The source of the problem was a few links that didn't get updated by the client when they published their website on their domain (thus, it linked back to my domain and that dev directory). Those links have since been removed. They no longer appear in Google's cache, but a "site:domain mydomain" search of the client's domain still comes up with those pages in the results (despite the fact that both the cache and live site no longer show those links).

So, my problem, I think, is that Google is still associating the keywords from that subdirectory/client website with my domain's website. Which, I believe, is skewing my AdWords quality valuation significantly.

GWT shows Crawl errors for pages under that directory now. The new sitemap has been accessed. But the keywords list still shows the bad keywords.

Any idea how long it will take for Google to update it's "analysis" of my website to exclude those keywords? Is there something else I should be doing to get G to disassociate the subdir with my domain's website?

All help greatly appreciated.
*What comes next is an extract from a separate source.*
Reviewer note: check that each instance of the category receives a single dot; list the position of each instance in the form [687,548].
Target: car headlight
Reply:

Thanks!
8:31 am on July 27, 2010 (gmt 0)

Administrator

WebmasterWorld Administrator phranque is a WebmasterWorld Top Contributor of All Time 10+ Year Member Top Contributors Of The Month

joined:Aug 10, 2004
posts:10542
votes: 8


rather than excluding those urls from being crawled, you should probably be responding with a 404 Not Found or 410 Gone status code or a meta robots noindex until those urls and associated keywords are dropped from the index.
12:29 pm on July 27, 2010 (gmt 0)

Administrator from US 

WebmasterWorld Administrator goodroi is a WebmasterWorld Top Contributor of All Time 10+ Year Member Top Contributors Of The Month

joined:June 21, 2004
posts:3080
votes: 67


it can take several weeks for google to update their crawling & indexing of those specific urls especially if they are not popular pages.
2:54 am on July 28, 2010 (gmt 0)

Senior Member

WebmasterWorld Senior Member 5+ Year Member

joined:Nov 11, 2007
posts:769
votes: 1


Once the Disallow: directive is in place, I would use the URL Removal Request in WMT to have those DEV URLs removed from their index.
4:06 am on July 28, 2010 (gmt 0)

New User

10+ Year Member

joined:June 24, 2005
posts:25
votes: 0


Thanks guys, all good answers. I review the Google URL Removal tool and it states to first use the other two rec's; 404/410 & meta=noindex.
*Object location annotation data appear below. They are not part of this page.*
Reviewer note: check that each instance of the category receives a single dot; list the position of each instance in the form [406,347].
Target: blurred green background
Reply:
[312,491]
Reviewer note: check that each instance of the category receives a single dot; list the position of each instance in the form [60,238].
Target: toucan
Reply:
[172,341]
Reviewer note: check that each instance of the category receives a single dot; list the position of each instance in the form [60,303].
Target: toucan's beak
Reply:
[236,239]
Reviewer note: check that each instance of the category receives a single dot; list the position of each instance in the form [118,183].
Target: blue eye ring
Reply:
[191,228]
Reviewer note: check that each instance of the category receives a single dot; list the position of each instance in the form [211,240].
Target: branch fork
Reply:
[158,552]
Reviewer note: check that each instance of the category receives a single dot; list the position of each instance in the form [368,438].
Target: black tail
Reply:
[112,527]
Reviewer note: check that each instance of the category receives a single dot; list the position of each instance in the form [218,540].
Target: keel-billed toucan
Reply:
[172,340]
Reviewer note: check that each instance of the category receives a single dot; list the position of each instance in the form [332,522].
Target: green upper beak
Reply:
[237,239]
The problem is that doing either of these would also impact the use of the dev site. If I add a meta tag to the code, it's too easy to accidentally post that to their live site and cause major issues. Same with triggering a 404/410 from code-behind.

Besides securing access from the server end, any thoughts on how to accomplish both of these from outside the page?
4:06 am on July 28, 2010 (gmt 0)

New User

10+ Year Member

joined:June 24, 2005
posts:25
votes: 0


Thanks guys, all good answers. I review the Google URL Removal tool and it states to first use the other two rec's; 404/410 & meta=noindex.

The problem is that doing either of these would also impact the use of the dev site. If I add a meta tag to the code, it's too easy to accidentally post that to their live site and cause major issues. Same with triggering a 404/410 from code-behind.

Besides securing access from the server end, any thoughts on how to accomplish both of these from outside the page?
4:11 am on July 28, 2010 (gmt 0)

New User

10+ Year Member

joined:June 24, 2005
posts:25
votes: 0


Nevermind, looks like I can remove an entire directory by only using robots.txt

Thanks ZydoSEO!
1:07 am on July 29, 2010 (gmt 0)

Administrator

WebmasterWorld Administrator phranque is a WebmasterWorld Top Contributor of All Time 10+ Year Member Top Contributors Of The Month

joined:Aug 10, 2004
posts:10542
votes: 8


using robot.txt will exclude the directory from being recrawled but won't prevent the url(s) from being indexed or necessarily removed from the index.
you could however use X-Robots-Tag [webmasterworld.com] which wouldn't get migrated with the content unless you also move the .htaccess file.
7:35 pm on Aug 4, 2010 (gmt 0)

New User

10+ Year Member

joined:June 24, 2005
posts:25
votes: 0


On IIS, can't use .htaccess. I've added X-Robots-Tag: no-index to the http header of the virtual directory, but I'm told that's not especially effective. GWT still shows inappropriate keywords. Although, I'm seeing appropriate ones creep up the list.